Clever old man!  little did he think that his name would ever get "into prent," and he ranked among the heroes of Fisher's River.  I know he never sought it;  however, I ove to honor an humble-minded man.

Uncle Billy Lewis came from the "Huckleberry Ponds," near Fayetteville.  An unfortunate accident forced him, much against his will, to leave his native section, to which he was devotedly attached.  But he was quite a philosopher, and seemed cheerful and happy in the mountains of Surry.  He was ever busy, either in building tub-mills across the mountain creeks and branches, sitting on his "hunkers" cutting out mill-stones in the lonely mountains, or hunting deer, turkeys, and bees in the wild forests.  Not a lazy bone in his tough, yellow-tanned skin.  No Cherokee Indian was more fleet on foot than he.  A quarter of a century has passed since I saw him, yet his image is as indelibly fixed on my mind as though I had seen him but yesterday.  He was an unforgetable man.

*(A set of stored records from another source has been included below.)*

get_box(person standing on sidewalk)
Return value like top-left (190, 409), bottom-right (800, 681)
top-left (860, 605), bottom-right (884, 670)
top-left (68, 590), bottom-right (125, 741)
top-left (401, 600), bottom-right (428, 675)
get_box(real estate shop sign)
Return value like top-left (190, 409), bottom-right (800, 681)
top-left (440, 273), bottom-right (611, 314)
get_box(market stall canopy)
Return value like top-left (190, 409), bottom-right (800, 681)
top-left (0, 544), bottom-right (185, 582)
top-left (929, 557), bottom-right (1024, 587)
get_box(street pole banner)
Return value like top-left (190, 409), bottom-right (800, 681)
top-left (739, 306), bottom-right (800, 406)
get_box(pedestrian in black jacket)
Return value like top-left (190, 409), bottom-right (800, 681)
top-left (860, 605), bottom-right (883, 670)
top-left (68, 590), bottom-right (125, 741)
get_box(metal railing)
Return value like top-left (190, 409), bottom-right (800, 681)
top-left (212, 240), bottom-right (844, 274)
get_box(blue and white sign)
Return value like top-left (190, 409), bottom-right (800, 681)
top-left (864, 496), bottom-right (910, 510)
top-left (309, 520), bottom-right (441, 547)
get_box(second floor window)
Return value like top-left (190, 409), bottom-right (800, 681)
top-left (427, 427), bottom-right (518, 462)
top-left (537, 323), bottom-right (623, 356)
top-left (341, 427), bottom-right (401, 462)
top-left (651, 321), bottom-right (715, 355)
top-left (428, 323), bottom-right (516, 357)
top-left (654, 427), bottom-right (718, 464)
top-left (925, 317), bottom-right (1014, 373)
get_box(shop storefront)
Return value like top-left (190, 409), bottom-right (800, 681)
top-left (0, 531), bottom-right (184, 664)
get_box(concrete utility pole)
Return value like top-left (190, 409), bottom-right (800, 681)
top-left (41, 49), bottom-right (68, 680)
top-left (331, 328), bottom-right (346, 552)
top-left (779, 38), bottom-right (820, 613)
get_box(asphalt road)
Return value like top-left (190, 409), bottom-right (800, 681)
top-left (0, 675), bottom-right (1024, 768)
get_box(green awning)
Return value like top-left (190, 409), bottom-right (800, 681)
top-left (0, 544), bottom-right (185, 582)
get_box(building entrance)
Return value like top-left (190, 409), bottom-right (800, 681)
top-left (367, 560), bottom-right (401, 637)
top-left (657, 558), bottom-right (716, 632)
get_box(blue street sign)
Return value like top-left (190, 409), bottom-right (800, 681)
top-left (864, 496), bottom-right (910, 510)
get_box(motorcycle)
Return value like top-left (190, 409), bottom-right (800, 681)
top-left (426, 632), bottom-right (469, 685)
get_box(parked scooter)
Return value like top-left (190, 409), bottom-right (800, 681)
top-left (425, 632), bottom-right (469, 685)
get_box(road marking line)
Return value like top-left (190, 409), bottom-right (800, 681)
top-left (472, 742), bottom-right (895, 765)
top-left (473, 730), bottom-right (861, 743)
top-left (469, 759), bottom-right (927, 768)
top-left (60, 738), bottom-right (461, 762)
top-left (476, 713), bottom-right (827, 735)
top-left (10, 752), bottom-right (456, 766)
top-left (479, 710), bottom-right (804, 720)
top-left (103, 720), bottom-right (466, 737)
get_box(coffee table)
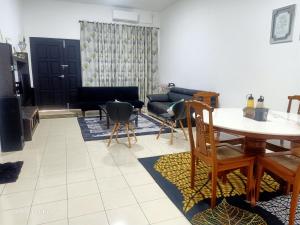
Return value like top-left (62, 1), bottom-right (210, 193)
top-left (99, 105), bottom-right (140, 129)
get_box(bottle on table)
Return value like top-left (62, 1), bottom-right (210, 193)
top-left (247, 94), bottom-right (254, 108)
top-left (256, 96), bottom-right (265, 109)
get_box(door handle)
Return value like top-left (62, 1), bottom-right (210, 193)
top-left (60, 65), bottom-right (69, 69)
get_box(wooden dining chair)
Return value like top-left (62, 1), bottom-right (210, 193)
top-left (255, 148), bottom-right (300, 225)
top-left (186, 100), bottom-right (255, 208)
top-left (193, 91), bottom-right (245, 147)
top-left (267, 95), bottom-right (300, 152)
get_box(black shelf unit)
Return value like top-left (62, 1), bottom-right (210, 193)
top-left (0, 43), bottom-right (24, 152)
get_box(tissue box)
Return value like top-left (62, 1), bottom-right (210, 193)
top-left (243, 107), bottom-right (269, 121)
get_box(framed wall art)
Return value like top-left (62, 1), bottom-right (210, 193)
top-left (271, 5), bottom-right (296, 44)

There he stands, full six feet high, well put up for walking, more limbs than body.  His rifle and shot-pouch are prominent objects, for he wears them gracefully.  It is winter, and he has on his winter dress.  Begin at his head and look down to his feet.  He wears a smooth "'coonskin" fur hat, glazed all over with sweat and grease from his head, and looks black and sleek as a dandy's boots.  A walnut-dyed linsey hunting-shirt, girded with a leathern belt --- said belt looks as if it might have come from off one of Adam's calves.  His "jacket" is made of calfskin tanned with the hair on.  His "britches" are dressed buckskin, tight as the skin, with sole-leather buttons sewed on with a leather thong.  Instead of shoes, he wears hogskin moccasins brogued with sole-leather.  He wears a tow and cotton shirt, and as to drawers the deponent saith not.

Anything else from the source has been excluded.